私の農業との最初の出会いは、確か保育園で毎年借りた土地で作った、さつまいもを秋に掘ることだったと思います。私は紅はるかとか甘いお芋が好きなのですが、私が小さい頃は甘いお芋はなく、でも美味しかった覚えが。何でしょうね?青空の中、みんなで囲んでお芋を食べたので、今は甘いお芋が好みでも、景色とかで今の感じ方とは違う美味しさがあったんでしょうね。

小学校に上がったら、日差し防止で、ゴーヤのグリーンカーテンを教室の前で作りました。

大人になってからは2ヵ所目のA型で、農業で工賃を稼ごうとしていた時期があって、ほうれん草の袋詰めや、遠出して収穫した柿を入れる箱折り作業なんかに1回ずつ行きました。スピードも重視の中で、私はとにかく作業が一人だけ遅くて、他の方に迷惑をかけました。

今回記事を書いていて、「農園型障害者雇用」には否定的でも、“農福連携”には肯定的な声が多いことに驚かされました。一般とA型などでは、支援の手厚さとか、任される仕事の内容も違いがありそうですし、意見が割れてしまうのは仕方がないことだと思います。

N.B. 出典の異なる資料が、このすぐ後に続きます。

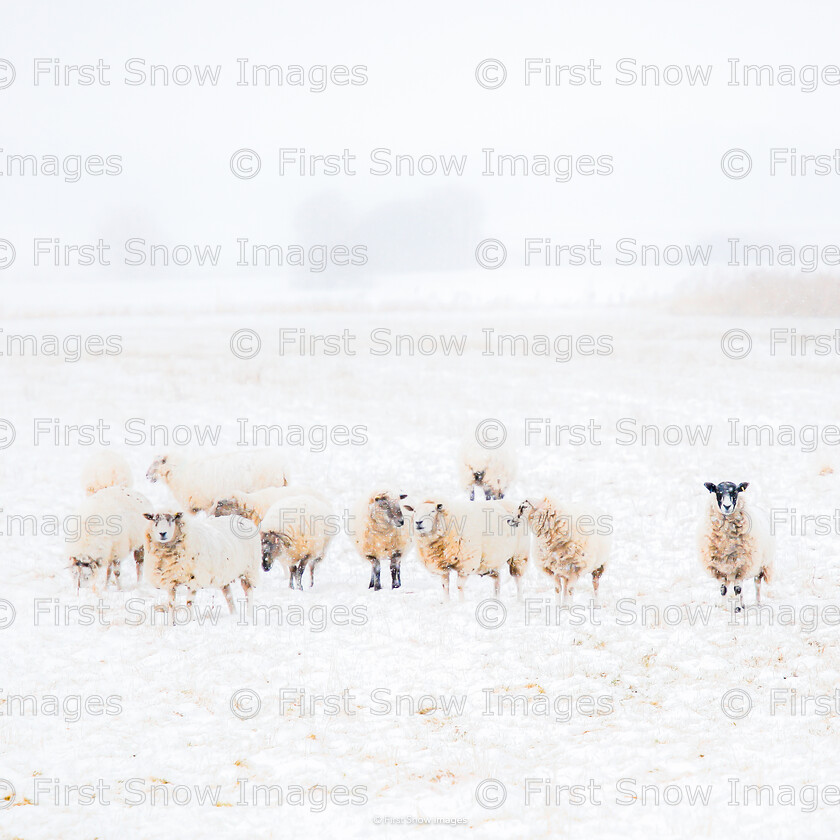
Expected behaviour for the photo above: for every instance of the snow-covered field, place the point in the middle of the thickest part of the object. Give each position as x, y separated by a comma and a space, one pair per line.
374, 714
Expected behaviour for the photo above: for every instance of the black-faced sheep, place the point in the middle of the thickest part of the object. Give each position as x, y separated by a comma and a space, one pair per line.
569, 542
489, 470
297, 531
381, 534
200, 554
735, 540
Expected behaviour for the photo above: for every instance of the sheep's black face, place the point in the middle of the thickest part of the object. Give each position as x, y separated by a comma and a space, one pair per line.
726, 494
165, 527
387, 509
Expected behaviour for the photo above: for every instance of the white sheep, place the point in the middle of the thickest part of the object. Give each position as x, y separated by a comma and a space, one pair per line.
106, 469
297, 531
735, 540
490, 470
254, 506
198, 480
201, 554
570, 541
111, 526
448, 537
503, 542
381, 534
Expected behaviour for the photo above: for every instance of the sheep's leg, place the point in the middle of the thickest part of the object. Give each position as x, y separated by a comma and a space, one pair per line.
172, 595
395, 570
561, 588
248, 589
229, 598
375, 585
301, 568
596, 581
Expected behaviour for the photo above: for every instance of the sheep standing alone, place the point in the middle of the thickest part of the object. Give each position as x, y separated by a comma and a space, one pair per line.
254, 506
381, 534
111, 526
297, 531
106, 469
197, 481
201, 554
448, 539
570, 542
490, 470
735, 540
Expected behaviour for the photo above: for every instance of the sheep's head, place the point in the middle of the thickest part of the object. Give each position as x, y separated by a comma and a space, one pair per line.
429, 519
273, 544
227, 507
385, 510
726, 495
166, 528
158, 469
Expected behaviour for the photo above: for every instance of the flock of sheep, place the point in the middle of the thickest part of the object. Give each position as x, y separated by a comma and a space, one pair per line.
238, 515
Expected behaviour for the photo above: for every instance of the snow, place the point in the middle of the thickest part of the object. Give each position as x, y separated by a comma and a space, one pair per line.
393, 727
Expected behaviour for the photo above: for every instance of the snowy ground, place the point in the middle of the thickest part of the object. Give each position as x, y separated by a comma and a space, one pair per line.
393, 728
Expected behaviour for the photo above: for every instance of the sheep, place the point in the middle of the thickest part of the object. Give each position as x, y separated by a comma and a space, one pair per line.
380, 534
448, 538
254, 506
111, 526
197, 481
491, 470
297, 530
106, 469
201, 553
569, 541
735, 540
502, 543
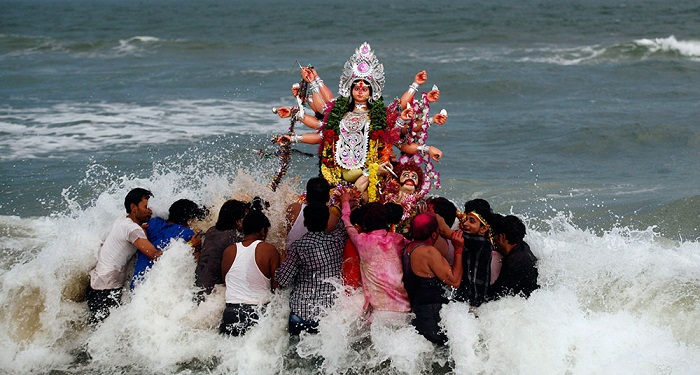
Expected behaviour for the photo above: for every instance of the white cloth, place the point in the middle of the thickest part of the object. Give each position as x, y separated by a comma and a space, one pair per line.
245, 283
118, 248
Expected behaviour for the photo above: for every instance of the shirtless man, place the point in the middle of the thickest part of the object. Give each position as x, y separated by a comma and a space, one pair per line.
425, 270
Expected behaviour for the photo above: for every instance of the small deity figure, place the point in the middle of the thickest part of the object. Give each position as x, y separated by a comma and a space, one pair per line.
406, 190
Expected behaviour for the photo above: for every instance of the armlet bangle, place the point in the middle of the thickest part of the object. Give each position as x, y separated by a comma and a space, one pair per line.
413, 88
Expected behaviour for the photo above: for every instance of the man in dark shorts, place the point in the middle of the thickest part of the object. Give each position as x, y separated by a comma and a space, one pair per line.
425, 271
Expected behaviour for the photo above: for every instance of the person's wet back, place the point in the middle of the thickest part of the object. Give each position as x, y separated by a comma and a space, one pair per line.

水耕農園はTANOSHIKAを卒業された方で、一般でそちらに就職したって方が多いと聞いていましたし、支援が手厚く、入社希望が多くても、空きがないから現在空き待ちだとも聞いていたので、人気の高さを知っていました。

働く上ではいかに周りの支援や障害に対する理解がいいか、そうじゃないかでそこに働ける長さというものは、私はA型での話ですが身に染みていますし、働くならやっぱり気持ちよく働きたいなと、この記事を書いて改めて確信しました。

美味しそうなトマトのある農園

noteでも書いています。よければ読んでください。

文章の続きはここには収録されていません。